Чужие неудачи, о которых говорится в дневнике, радуют Гроссмана несказанно.

«Так вот ты кто, демиург, теперь я все о тебе знаю», – думает он, пролистывая, не читая, дальше страницы, пока не натыкается на последнюю запись, от 20 марта 1995 года.

«FFM. Боже, как я устал. Чертовски. За все время, что отделяет эту запись от предыдущей, в моей жизни не произошло ничего, что бы хоть как-то существенно изменило все положение и продвинуло меня вперед в моих поисках неизвестного. Тому, кто хочет познать непознаваемое и измерить неизмеримое, порой чертовски трудно найти точку опоры, чтобы перевернуть этот мир. Боже, иногда я спрашиваю себя: „Почему я обречен быть совершенным, призванным подниматься все выше и выше, оставляя позади себя все больше и больше людей? Почему я должен быть Богом, если я этим по-человечески гнетусь?“ – эти вопросы все больше и больше отдаляют меня от людей, а вещи, которые я делаю, не находят никакого понимания окружающих. Такое ощущение, что под конец меня вообще перестанут замечать, и я растворюсь в действительности, как сахар в горячей воде. Какое бы ни было хорошее вино, а после чрезмерно выпитого и пережитого остается горечь осадка на языке, которую пророки когда-то отливать в чеканные слова библейского Бога. Порой меня охватывает отчаяние, когда я, стоя перед немыслимой громадой непознаваемого, должен научиться понимать, что это такое, и дать ему точное определение, выразив простыми словами границы того, что я описываю. Но разве можно описать Бога, дав ему точные параметры и границы того места, которое он занимает, т. е. превратив его в вещь? На это я отвечаю только одно – можно все, только нужно быть последовательным до конца». Дальше в тетради шли простые страницы, еще не заполненные или, может быть, уже не заполненные.

– Бог посмеется над тобой, немудрое мудрым сделав, – тихо говорит Гроссман и кладет тетрадь обратно, на то же место, где она лежала.
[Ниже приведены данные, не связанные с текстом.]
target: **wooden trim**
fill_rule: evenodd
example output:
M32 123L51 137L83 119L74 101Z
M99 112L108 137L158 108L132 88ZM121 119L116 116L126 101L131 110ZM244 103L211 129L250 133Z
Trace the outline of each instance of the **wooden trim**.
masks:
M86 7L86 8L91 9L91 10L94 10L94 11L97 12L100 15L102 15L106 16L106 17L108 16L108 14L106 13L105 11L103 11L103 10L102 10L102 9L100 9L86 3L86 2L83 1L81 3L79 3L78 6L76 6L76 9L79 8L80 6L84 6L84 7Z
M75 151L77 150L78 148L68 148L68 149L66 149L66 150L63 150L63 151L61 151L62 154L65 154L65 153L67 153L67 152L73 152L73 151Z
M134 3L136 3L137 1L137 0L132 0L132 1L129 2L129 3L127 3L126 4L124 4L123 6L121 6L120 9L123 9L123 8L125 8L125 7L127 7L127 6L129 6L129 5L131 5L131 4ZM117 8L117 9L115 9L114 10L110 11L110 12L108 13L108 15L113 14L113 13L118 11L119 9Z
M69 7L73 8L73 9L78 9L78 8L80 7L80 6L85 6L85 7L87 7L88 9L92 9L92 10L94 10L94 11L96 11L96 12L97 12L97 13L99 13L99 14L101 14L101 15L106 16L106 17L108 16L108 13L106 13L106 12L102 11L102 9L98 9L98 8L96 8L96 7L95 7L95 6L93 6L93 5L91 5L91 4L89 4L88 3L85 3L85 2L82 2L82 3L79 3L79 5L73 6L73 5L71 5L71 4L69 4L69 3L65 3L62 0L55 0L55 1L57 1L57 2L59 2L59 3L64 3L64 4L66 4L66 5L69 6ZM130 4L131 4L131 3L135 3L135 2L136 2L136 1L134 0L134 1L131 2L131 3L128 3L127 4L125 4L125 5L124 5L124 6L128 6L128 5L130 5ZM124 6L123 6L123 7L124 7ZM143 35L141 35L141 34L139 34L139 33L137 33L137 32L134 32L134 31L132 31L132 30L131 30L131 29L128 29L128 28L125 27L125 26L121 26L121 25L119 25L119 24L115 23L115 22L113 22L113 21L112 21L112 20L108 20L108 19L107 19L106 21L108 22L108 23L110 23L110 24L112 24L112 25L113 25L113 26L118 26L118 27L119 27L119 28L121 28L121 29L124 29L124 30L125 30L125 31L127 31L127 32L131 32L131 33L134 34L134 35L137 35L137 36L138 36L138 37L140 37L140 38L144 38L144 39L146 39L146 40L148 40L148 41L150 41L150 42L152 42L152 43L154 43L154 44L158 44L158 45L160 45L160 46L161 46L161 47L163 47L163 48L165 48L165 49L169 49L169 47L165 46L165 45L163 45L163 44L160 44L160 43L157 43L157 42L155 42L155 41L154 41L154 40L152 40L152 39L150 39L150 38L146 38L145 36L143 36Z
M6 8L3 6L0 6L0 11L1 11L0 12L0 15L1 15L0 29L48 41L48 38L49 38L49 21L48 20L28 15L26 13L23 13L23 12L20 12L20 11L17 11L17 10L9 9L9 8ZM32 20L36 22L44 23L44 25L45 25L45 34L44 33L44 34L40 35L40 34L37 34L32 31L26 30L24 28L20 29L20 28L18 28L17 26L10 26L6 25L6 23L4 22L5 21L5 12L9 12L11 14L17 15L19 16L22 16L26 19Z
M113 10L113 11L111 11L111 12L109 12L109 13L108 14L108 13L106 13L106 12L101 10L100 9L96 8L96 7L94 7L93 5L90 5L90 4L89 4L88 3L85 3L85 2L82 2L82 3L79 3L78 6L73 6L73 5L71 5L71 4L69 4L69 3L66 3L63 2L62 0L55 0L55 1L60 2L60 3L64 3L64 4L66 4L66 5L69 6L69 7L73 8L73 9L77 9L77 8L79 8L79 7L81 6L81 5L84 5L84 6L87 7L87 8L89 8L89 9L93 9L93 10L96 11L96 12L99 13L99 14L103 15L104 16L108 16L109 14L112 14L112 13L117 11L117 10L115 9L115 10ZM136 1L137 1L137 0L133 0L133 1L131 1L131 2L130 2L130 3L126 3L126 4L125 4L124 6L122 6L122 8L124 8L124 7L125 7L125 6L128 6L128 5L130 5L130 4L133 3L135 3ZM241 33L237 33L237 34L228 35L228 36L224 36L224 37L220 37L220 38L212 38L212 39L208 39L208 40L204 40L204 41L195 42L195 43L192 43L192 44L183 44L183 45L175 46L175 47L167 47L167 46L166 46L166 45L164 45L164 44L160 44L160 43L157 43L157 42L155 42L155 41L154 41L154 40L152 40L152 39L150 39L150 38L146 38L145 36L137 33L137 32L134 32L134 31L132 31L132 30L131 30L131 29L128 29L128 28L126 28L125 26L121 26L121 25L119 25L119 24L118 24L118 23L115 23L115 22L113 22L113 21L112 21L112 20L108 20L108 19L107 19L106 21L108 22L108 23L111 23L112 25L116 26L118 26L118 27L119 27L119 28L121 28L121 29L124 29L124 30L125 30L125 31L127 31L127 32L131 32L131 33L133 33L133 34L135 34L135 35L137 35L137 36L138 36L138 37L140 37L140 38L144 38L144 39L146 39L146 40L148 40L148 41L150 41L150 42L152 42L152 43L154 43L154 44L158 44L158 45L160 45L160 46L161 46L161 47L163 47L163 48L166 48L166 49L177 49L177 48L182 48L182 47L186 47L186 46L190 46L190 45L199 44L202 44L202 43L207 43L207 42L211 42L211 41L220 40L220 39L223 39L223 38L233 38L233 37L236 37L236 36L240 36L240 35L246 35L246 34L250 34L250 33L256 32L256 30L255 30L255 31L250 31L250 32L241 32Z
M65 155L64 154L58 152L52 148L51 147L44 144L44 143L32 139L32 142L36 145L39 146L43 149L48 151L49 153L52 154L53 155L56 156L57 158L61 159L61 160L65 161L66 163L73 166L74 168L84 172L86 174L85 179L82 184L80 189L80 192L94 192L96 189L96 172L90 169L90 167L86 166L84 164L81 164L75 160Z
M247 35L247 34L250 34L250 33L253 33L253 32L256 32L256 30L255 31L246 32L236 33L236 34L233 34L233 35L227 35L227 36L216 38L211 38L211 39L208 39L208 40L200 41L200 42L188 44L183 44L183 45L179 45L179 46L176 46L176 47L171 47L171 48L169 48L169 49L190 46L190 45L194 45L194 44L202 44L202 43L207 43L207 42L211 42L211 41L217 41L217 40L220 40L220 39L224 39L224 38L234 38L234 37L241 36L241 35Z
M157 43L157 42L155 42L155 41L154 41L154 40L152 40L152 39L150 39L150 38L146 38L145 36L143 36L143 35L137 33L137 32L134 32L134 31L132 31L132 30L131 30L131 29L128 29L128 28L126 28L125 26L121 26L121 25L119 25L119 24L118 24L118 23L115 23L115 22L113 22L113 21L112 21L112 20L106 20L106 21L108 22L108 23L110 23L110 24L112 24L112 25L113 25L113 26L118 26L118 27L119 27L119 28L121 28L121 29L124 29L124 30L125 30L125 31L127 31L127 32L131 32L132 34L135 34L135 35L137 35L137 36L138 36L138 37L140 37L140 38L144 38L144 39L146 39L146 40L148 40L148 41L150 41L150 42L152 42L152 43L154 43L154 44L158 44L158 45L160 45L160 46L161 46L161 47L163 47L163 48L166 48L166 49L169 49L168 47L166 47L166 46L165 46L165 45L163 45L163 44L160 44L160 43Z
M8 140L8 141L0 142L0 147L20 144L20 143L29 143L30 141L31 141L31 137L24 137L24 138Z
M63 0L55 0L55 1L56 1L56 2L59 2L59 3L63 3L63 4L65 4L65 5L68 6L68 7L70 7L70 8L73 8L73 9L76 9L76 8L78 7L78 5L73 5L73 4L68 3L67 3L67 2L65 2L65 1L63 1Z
«Ну что ж, теперь роль Бога предстоит сыграть мне, – самодовольно думает он, смутно представляя себе безграничные перспективы для будущего творчества, – уж я-то не устану сочинять себе подобных, заставляя их жить так, как я им велю. Я населю этот мир психопатами и извращенцами, описывая устройство их психологопатии с точностью натуралиста. Миру, уставшему от красоты, я противопоставлю мир хаоса и уродства».

Он садится за стол, берет несколько листков из стопки бумаги, кладет их перед собой и первой попавшейся под руку ручкой начинает писать.